PreLayerNorm Patch Embedding for ViTs

Updated 22 February 2026

PreLayerNorm Patch Embedding is a technique in Vision Transformers that applies LayerNorm before and after patch embedding to stabilize gradients and enhance positional encoding.
It improves performance by regularizing patch statistics and ensuring scale invariance, resulting in notable accuracy and robustness gains on benchmarks like ImageNet.
Variants such as Dual PatchNorm and LaPE implement distinct normalization strategies, offering flexible architectural refinements with negligible computational overhead.

PreLayerNorm Patch Embedding in Vision Transformers refers to a family of architectural modifications that insert Layer Normalization (LN) strategically before and/or after the patch embedding and position embedding stages in Vision Transformer (ViT) models. These modifications, including PreLayerNorm stems, Dual PatchNorm, and independent normalization of patch and position embeddings, aim to address optimization stability, robustness to input variations, and the expressive utilization of positional information—while incurring negligible computational or parameter overhead.

1. Architectural Overview

Standard ViT architectures process an image by extracting non-overlapping patches, flattening each patch, and mapping the result via a linear projection to obtain token (patch) embeddings $x \in \mathbb{R}^{N \times D}$ , followed by the addition of a position embedding $p \in \mathbb{R}^{N \times D}$ . Conventionally, this sum $x + p$ is either normalized once before entering the transformer encoder (“single-LN”) or not normalized (“no-LN”), depending on the variant.
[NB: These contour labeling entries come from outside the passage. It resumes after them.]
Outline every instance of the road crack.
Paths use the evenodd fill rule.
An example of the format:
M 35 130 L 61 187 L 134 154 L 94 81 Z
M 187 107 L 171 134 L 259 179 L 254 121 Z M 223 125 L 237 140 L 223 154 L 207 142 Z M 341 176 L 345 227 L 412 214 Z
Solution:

PreLayerNorm Patch Embedding modifies this workflow by introducing one or more LayerNorms before, after, or in between patch-projection and position embeddings. Key variants include:

PreLayerNorm on Patch Embeddings: LayerNorm applied to either raw or projected patch vectors before position embedding addition (Kim et al., 2021).
Dual PatchNorm: Two LayerNorms—one before the linear patch embedding, one after but before position embedding addition (Kumar et al., 2023).
Independent Normalization for Patch and Position Embeddings (LaPE): Separate LayerNorms for each of $x$ and $p$ , summed as input to each encoder layer, with their own learnable scales and biases (Yu et al., 2022).

These variants can be composed; for example, applying Dual PatchNorm at the stem and independent LayerNorms in each encoder layer.

2. Mathematical Formalism and Implementation

The core of PreLayerNorm Patch Embedding is the application and placement of LayerNorm with equation: $\mathrm{LN}(u) = \gamma \ast \frac{u - \mathbb{E}[u]}{\sqrt{\mathrm{Var}[u] + \varepsilon}} + \beta$ where $\gamma, \beta \in \mathbb{R}^d$ .

Key workflows:

Patchify → Pre-LN → Dense → Post-LN → Add Position Embedding (Kumar et al., 2023):

x = patchify(image)  # B x N x P
x = LayerNorm(x)     # LN₀: pre-embedding
x = Dense(x)         # Wₚ x + bₚ
x = LayerNorm(x)     # LN₁: post-embedding
x = x + position_embedding

Layer-adaptive Position Embedding (LaPE) (Yu et al., 2022):

$z_l = \mathrm{LN}_x(x_l) + \mathrm{LN}_p(p)$

with independently learned $(\gamma_x, \beta_x)$ and $(\gamma_p, \beta_p)$ for tokens and position respectively, at each encoder layer $l$ .
PreLayerNorm on Raw Patch Vectors (Kim et al., 2021):

$E_{\mathrm{PLN}}(x_p) = W [LN_{\mathrm{pre}}(x_p)] + b + P_p$

The LaPE operator can be used for absolute or relative position encodings, with the independence of normalization enabling dynamic adaptation across layers.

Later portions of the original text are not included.